BOWIE, Md. Two Bowie State University professors awarded NASA fellowships in the emerging field of astrobiology will continue their research with students in the fall– their discoveries could have major implications on future biomedical innovations and the search for life outside of Earth.
Drs. Alan Anderson and Anne Osano were among five fellows paired with some of the nation’s leading scientists for 10 weeks this summer, as part of the NASA Astrobiology Institute Minority Institution Research Support Program. The goal is to engage faculty from underrepresented colleges in astrobiology research and encourage more minority students to pursue astrobiology careers. Both professors will equip their Bowie State laboratories with specialized equipment to recreate their experiments, with the help of a $10,000 award from the program.
Anderson worked with chemist Ramanarayanan Krishnamurthy from the Scripps Research Institute in La Jolla, Calif. to synthesize DNA and proteins and uncover answers about how to replicate biological material in a lab.

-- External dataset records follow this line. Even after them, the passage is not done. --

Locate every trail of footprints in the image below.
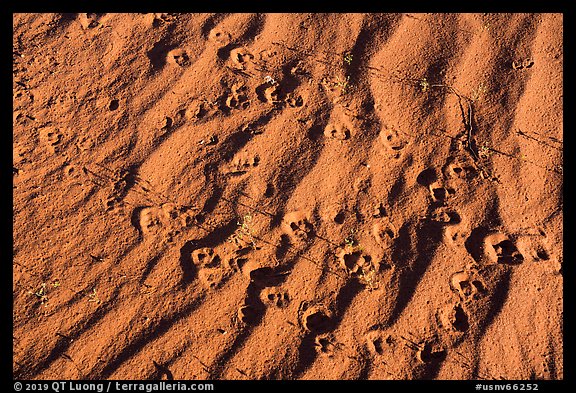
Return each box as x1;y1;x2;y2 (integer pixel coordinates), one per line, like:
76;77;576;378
66;14;550;376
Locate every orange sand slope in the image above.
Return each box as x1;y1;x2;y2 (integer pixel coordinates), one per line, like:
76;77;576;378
12;14;564;379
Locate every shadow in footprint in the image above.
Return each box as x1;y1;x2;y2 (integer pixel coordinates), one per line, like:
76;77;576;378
464;227;491;262
388;221;443;325
180;241;198;285
152;360;174;381
146;38;177;70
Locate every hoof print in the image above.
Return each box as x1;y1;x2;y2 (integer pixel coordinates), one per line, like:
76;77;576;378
302;307;332;334
227;153;260;175
261;288;290;308
198;268;225;289
441;303;470;333
192;247;220;268
450;271;486;302
324;123;351;141
237;305;261;325
484;233;524;265
166;48;191;67
256;81;280;104
372;220;396;247
230;48;254;70
338;247;373;276
208;28;232;47
416;341;446;363
380;128;408;158
283;211;313;240
429;183;456;202
314;335;336;357
366;331;393;356
430;207;461;225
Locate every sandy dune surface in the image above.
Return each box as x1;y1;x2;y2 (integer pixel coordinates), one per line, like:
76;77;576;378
12;14;564;380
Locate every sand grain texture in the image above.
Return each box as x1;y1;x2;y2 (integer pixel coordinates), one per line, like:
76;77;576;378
13;14;563;379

Findings from his research could ultimately impact how doctors treat patients with conditions, such as a heart arrhythmia. By replacing dysfunctional cells with new synthetic DNA strands that behave properly, the result might cause regular heartbeats in heart arrhythmia patients.
An organic chemist, Anderson learned advanced research techniques that he will now introduce to his students. “We can not only discuss DNA in the classroom, but now we can actually synthesize a DNA double helix in my laboratory at Bowie State University,” he said.
Osano’s research focused on answering the question of whether life forms can exist outside of Earth. She collaborated with scientist Alfonso Davila from the SETI Institute in Mountain View, Calif. to investigate one of the planet’s oldest life forms.
Cyanobacteria are believed to be responsible for converting primitive Earth from an environment devoid of oxygen into one that can sustain life around 2.4 billion years ago. Using samples from the one of the driest places on Earth – the Atacama Desert in Chile – the two determined that cyanobacteria can indeed perform photosynthesis even in extremely dry climates. Osano’s findings will shed light on questions crucial to the study of life in desert planets like Mars.
By continuing her research in the upcoming academic year, Osano will expose her students to the cutting-edge methodologies she learned this summer to better understand how cyanobacteria function.
“Involving students in the research will create an awareness of the possibilities and opportunities in astrobiology,” Osano said. “Since I cannot bring the students here to NASA, I am bringing back the same project that I’ve been doing here, so I can involve a lot more students.”